2020 yılına ulaştığımız bu dünyada; yani bilim, uzay ve teknoloji çağı denilen yaşadığımız bu zamanda bütün dünya gözle görünmeyen bir virüs karşısında adeta titriyor.

Kavuştuğu gücün sarhoşluğunu yaşayan son asrın insanı ise, bu virüs karşısında son derece aciz.

Bildiğimiz devasa devletlerin, övündükleri süper süper güçleri ile, bu virüs karşısında koruyucu tedbir almaktan başka bir gücü ve çaresi yok şu anda maalesef.

Virüs ile ilgili çok şeyler söylendi ve söylenmeye devam ediyor.

Komplo teorileri kapsamında biyolojik silah olarak ABD’nin gücüne bağlayanlar... Öyle bir şey olmadığını, bunun da diğer gribal enfeksiyon türlerinden biri olduğunu ve her yıl gripten yüzbinlerce kişinin öldüğünü söyleyip, durumun abartıldığı havasında olanlar...

Bunların dışında virüsü siyasete malzeme yapanlar ve bunun üzerinden muhalefet geliştirenler... Virüsü fırsat bilip bunu haksız ekonomik kazanca dönüştürenler...  

Kirli ve karışık bir dünyada yaşadığımız bir gerçek.

Egemen güçlerin ekonomik, askeri ve siyasi güç devşirmek için her şeye baş vurdukları ve her şeyi kullandıkları da bir gerçek.

İlaç üreticisi ülkeler ve firmaların, silah üreticisi ülke ve firmaların dünya üzerinde çıkardıkları savaşlar gibi, hastalık oluşturdukları ve bu şekilde dünyaya ilaç pazarladıkları da bir gerçek.

Bütün bu kirli ve karışık dünyada insanların kafalarının karışması da normal. Ancak ne olursa olsun bilinçli bir insanın ve Müslümanın kafası bu kadar karışık olmamalı. Ekranlara ve sosyal medyaya bağlı olarak düşünce, inanç ve duygu dünyası geliştirmemeli.

Değerlendirmelere ve paylaşımlara bakıyorum, bilinçli bildiğim Müslümanların bile fabrika ayarlarının bozulduğunu hayata ve hayattaki gelişmelere Kuran’ın penceresinden bakması gerekirken, ekranların ve sosyal medyanın penceresinden baktığını ve bunlar üzerine bir düşünce dünyası geliştirdiğini üzülerek müşahede ediyorum.

Evet, ABD güçlüdür; ama ABD’nin de karşısında aciz kaldığı bir güç vardır.

Evet, günümüz dünya düzeni ve kapitalist yapıları kirlidir.

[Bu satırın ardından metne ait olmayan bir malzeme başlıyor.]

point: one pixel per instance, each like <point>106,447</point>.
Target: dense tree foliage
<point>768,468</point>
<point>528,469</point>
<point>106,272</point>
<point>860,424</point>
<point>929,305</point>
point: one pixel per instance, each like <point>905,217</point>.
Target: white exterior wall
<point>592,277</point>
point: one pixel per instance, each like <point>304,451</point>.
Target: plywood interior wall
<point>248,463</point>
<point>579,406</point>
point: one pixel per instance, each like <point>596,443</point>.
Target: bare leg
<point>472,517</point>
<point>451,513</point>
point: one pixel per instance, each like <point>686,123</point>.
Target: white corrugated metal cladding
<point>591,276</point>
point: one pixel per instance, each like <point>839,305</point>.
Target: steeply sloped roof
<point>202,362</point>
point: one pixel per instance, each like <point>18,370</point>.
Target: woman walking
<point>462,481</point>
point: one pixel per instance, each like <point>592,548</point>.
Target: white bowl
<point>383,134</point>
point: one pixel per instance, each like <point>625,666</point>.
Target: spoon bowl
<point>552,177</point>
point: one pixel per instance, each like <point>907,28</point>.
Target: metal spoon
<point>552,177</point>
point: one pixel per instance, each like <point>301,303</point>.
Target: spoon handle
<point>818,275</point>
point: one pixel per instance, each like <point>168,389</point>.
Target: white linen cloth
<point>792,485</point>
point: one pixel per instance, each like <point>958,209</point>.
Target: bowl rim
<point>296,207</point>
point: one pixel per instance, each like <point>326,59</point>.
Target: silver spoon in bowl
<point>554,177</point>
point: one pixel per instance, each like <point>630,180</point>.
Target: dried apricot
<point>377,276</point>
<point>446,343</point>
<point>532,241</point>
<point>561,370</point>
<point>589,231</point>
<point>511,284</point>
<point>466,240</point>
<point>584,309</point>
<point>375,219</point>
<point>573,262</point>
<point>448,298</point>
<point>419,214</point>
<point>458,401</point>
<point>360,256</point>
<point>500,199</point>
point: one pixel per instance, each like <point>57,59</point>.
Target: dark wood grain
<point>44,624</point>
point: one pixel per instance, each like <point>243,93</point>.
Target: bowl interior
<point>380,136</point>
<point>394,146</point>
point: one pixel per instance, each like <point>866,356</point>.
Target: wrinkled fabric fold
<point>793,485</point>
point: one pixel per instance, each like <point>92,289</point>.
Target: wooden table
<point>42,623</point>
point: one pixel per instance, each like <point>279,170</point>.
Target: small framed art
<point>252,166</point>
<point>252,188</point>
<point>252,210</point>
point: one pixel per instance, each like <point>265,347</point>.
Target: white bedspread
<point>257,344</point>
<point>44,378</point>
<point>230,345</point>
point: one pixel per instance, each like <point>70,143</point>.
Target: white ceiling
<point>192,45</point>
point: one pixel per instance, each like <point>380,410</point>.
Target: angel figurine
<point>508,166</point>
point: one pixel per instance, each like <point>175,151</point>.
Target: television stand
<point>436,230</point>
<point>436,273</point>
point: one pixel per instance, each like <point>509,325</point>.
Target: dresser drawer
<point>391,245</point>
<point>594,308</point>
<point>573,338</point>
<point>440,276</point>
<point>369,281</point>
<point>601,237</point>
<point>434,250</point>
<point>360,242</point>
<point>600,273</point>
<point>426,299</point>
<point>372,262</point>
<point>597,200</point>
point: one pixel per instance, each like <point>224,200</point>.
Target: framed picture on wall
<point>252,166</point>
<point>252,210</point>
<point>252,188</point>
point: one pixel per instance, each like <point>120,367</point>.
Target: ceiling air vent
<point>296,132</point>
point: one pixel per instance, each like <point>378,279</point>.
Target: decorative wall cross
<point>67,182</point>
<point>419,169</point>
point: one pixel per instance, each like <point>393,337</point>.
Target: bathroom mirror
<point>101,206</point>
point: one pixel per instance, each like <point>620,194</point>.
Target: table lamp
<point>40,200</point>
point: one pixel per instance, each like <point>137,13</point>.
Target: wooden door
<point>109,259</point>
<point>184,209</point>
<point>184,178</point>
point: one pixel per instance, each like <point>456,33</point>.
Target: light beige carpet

Ama düzenin dizginleri bütünü ile bunların elinde değil. Bunların da üzerinde düzenin idaresi elinde olan bir güç vardır.

Yüce Allah Fetih Suresi’nde aynı sayfada iki yerde “Göklerin ve yerlerin orduları Allah’a aittir” ayetine yer vermiş.

Allah’a ait olan göklerin ve yerlerin orduları nelerdir? Örnekleri var mı?

Kur’an bu orduların örneklerinden bahsediyor. Kuş, ses, sel, rüzgar, gökten yağan taş, sinek, çekirge, kurbağa, deprem, melek...

Allah insanlığı uyarmak, terbiye etmek, bazen de cezalandırmak için bunları kullanmış. Geçmişte bunu yapan Allah, herhalde bugün de yapıyor ve yarın da yapacaktır.

Demem o ki, birilerinin bizi uzaklaştırmak istediği Kuran’ın penceresinden hayata bakmayı terk etmeyelim.